China Severely Restricts Children from Playing Video Games

Children playing games

China is known for a number of authoritarian rules that many critics are not very happy about. The latest is that China severely restricts children from playing video games. However, banning children from late-night gaming may attract very little criticism even from the most liberal corners of the world. According to a report published in The Guardian, those who are under 18 cannot play any video game between 10pm and 8am. They can play video games only for 90 minutes per day in a week.

China is right in recognizing video game addiction among youngsters. However, an outright ban may stifle young minds and cause them to live in a perpetual state of being policed. Later in this article, we evaluate the rationale of banning game time and intruding into children’s lives.

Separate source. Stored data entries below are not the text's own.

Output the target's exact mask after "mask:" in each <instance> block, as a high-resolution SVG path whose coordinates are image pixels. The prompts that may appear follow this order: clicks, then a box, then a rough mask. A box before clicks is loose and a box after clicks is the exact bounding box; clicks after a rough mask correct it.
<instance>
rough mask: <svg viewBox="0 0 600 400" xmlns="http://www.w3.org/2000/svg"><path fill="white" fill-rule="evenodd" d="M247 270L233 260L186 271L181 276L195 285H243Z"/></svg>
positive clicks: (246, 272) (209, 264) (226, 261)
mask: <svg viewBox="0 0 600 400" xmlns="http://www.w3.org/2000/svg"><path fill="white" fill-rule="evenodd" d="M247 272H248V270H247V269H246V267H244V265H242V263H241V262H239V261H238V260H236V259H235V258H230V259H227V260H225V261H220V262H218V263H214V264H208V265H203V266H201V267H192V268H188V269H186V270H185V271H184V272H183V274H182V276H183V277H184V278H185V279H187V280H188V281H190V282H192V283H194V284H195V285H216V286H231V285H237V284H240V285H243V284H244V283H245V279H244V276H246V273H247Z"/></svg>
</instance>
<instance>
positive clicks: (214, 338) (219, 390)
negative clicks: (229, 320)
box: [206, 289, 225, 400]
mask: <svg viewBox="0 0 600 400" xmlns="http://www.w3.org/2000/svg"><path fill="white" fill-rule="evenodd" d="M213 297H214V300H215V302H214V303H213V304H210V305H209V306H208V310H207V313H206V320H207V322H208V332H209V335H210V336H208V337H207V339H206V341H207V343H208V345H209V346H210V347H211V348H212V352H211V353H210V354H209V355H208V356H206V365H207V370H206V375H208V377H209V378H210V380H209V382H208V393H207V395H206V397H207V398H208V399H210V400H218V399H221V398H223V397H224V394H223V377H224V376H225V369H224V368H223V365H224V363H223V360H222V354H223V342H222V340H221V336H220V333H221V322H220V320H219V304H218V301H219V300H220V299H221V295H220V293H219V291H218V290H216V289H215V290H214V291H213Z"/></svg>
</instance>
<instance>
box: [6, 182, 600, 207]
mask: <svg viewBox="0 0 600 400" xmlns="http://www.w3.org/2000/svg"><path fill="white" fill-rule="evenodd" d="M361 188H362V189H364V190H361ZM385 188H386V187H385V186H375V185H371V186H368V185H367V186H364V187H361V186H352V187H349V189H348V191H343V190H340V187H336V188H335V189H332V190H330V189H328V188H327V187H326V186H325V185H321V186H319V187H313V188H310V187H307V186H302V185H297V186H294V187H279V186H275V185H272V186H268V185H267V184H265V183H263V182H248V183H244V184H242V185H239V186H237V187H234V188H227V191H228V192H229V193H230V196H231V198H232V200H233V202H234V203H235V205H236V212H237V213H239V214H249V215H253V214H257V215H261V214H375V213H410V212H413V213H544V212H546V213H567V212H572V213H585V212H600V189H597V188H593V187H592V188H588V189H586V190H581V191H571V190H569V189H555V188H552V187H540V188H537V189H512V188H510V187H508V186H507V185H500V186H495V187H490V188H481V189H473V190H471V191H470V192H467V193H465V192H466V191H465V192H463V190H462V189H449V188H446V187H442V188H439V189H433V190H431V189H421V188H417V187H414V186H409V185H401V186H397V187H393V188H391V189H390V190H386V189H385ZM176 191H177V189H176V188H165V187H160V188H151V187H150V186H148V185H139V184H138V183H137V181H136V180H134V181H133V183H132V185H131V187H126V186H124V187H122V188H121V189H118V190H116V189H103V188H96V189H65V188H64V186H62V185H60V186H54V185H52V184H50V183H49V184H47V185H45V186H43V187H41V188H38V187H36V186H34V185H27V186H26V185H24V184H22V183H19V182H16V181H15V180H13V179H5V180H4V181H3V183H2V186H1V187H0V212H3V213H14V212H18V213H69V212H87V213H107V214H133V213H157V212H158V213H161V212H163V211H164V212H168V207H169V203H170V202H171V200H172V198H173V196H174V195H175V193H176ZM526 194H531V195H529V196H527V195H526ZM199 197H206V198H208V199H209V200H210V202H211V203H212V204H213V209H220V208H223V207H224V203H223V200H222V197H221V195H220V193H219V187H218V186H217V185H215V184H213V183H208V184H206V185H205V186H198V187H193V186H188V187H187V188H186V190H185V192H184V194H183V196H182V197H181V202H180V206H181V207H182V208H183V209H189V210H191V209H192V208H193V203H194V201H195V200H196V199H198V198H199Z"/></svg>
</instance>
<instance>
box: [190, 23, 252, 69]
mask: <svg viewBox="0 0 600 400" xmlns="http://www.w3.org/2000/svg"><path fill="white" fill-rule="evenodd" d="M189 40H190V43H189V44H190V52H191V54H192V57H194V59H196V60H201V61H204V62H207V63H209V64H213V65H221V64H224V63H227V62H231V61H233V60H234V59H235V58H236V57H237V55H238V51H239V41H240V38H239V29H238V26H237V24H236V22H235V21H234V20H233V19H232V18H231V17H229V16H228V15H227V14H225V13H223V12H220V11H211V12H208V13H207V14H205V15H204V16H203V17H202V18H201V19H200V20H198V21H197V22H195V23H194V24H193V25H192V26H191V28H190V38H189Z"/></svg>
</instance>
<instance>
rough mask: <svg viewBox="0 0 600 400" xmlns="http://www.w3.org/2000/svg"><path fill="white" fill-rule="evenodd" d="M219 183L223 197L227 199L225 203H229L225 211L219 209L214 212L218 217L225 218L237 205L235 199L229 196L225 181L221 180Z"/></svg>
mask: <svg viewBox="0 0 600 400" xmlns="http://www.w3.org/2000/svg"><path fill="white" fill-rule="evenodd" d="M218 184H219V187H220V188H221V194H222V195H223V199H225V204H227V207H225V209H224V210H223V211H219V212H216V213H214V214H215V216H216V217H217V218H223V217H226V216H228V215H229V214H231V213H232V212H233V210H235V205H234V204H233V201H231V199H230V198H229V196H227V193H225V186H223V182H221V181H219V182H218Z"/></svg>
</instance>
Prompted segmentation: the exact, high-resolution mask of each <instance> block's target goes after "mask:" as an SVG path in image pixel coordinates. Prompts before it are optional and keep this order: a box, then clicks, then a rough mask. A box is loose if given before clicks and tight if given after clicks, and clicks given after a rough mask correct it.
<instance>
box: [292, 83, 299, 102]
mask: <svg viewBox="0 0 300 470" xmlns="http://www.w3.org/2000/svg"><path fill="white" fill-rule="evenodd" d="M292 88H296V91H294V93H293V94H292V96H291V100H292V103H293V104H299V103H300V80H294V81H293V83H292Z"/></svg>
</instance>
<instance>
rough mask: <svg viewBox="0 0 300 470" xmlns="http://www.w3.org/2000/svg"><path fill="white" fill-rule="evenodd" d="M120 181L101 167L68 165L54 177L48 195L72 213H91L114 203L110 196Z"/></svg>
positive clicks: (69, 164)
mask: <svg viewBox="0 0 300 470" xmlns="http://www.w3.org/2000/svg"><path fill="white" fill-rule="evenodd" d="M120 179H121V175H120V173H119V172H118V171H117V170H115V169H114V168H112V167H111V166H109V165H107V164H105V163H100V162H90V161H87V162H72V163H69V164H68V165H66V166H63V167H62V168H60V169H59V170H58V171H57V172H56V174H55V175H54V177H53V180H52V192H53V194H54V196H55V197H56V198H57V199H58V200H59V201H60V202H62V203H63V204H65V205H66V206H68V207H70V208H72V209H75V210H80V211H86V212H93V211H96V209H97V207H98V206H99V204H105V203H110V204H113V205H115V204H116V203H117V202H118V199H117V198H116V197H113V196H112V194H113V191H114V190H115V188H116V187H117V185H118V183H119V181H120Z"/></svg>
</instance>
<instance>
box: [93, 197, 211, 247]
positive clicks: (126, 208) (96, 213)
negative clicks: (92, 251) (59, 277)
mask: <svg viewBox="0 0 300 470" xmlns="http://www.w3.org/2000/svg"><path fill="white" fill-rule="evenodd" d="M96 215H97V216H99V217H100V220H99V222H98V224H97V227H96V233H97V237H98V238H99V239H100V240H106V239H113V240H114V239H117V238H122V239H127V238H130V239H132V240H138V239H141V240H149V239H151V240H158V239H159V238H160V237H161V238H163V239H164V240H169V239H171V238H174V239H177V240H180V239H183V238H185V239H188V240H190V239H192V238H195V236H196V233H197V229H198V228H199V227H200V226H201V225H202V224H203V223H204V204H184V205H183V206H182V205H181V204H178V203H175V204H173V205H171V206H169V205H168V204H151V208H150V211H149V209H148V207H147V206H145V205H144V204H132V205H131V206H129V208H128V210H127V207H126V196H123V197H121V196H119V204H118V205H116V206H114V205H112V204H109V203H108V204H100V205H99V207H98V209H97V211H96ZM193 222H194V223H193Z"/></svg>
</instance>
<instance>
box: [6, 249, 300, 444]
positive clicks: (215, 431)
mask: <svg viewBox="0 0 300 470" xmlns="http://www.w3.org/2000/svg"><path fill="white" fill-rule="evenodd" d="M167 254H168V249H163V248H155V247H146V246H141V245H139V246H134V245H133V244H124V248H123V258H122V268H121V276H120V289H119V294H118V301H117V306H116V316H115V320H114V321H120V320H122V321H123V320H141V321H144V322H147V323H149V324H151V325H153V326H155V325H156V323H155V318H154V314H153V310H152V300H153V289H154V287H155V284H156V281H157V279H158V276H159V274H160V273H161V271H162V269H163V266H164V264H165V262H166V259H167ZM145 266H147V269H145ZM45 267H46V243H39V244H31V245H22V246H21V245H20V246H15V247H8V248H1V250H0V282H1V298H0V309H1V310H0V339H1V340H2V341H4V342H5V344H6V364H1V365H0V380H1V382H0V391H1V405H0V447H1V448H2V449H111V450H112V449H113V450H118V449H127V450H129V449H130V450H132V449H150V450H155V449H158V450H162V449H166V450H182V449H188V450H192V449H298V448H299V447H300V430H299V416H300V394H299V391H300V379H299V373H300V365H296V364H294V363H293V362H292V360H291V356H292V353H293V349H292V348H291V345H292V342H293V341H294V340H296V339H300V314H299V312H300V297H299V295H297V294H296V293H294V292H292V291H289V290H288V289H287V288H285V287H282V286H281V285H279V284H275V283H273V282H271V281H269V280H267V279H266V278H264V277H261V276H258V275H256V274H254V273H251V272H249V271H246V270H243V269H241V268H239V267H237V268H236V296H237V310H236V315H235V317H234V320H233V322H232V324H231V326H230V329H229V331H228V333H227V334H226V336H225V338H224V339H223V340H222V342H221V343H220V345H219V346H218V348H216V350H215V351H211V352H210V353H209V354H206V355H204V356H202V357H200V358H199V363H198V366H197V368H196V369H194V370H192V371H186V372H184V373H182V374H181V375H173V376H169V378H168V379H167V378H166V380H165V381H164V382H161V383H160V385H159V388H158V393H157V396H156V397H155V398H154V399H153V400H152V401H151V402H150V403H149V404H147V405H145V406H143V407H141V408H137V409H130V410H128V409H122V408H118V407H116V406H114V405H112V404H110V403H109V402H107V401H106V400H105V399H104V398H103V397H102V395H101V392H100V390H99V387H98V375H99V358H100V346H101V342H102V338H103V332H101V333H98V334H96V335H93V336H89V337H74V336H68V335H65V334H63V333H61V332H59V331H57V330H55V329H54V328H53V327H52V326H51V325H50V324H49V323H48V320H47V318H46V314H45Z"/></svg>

Let us take a look at how China is grappling with its video game addiction problem.

  • Those who are under 18 cannot play any video games between 10pm and 8am
  • During any week, kids can play games for 90 minutes in a day
  • During the weekends, they can play continuously for 3 hours.
  • in a month, those who are aged between eight and 16 can spend only $29 on online games
  • Those who are aged between 16 and 18 can spend $57 a month
  • All kids will have to provide their real names and identification when they log on to online gaming websites
  • National Press and Publication Administration plans to enforce these regulations very strictly, and we can trust them for doing just that

China Severely Restricts Children from Gaming: The context

Xi Jinping, the Chinese premier has proposed and guided these bans. He is known for its authoritarian rule and is notorious for his distaste for video games. In fact, he blamed video games for contributing to myopia among children. Consequently, China’s education ministry has been under increasing pressure from all quarters of the Chinese government to put some sort of regulations in place.

In addition, Chinese authorities plan to “clean-up” online material and media content. For instance, sexually explicit and violent video games will be banned. Also, there will be a ban on games that feature gambling.

Yet, questions were already swirling on Weibo about how these curfews can be enforced. Weibo is China’s most popular social media tool. As some readers have suggested, kids can always use their parents’ identification to get around the laws and play whatever they choose to. In addition, Chinese youngsters are digitally literate and know how to use VPNs to get around bans. As far as the Chinese authorities are concerned, they plan to closely monitor everyone’s activities to keep people in their tracks.

There is no rationale for banning video games

George Orwell’s 1984 and Animal Farm are both a cliché in terms of governmental intrusion and super-surveillance. Yet, China is doing exactly that and even has a point-based system to assess how a citizen behaves. All these raise ethical and moral questions that may not work elsewhere in the world. If you were planning for a similar ban in your country, it will most likely not work. Children and teenagers know how to use VPNs and get around rules. In addition, banning anything is never a matured thing to do, and works as negative reinforcement.

Back in the days, when China didn’t have these bans, people were buying Xbox One burgers in China. These burgers may come with a warning or government propaganda material that advises children and teenagers not to play video games. Alibaba, which had planned to launch its own streaming service in China, may have to play by Xi’s rules as well.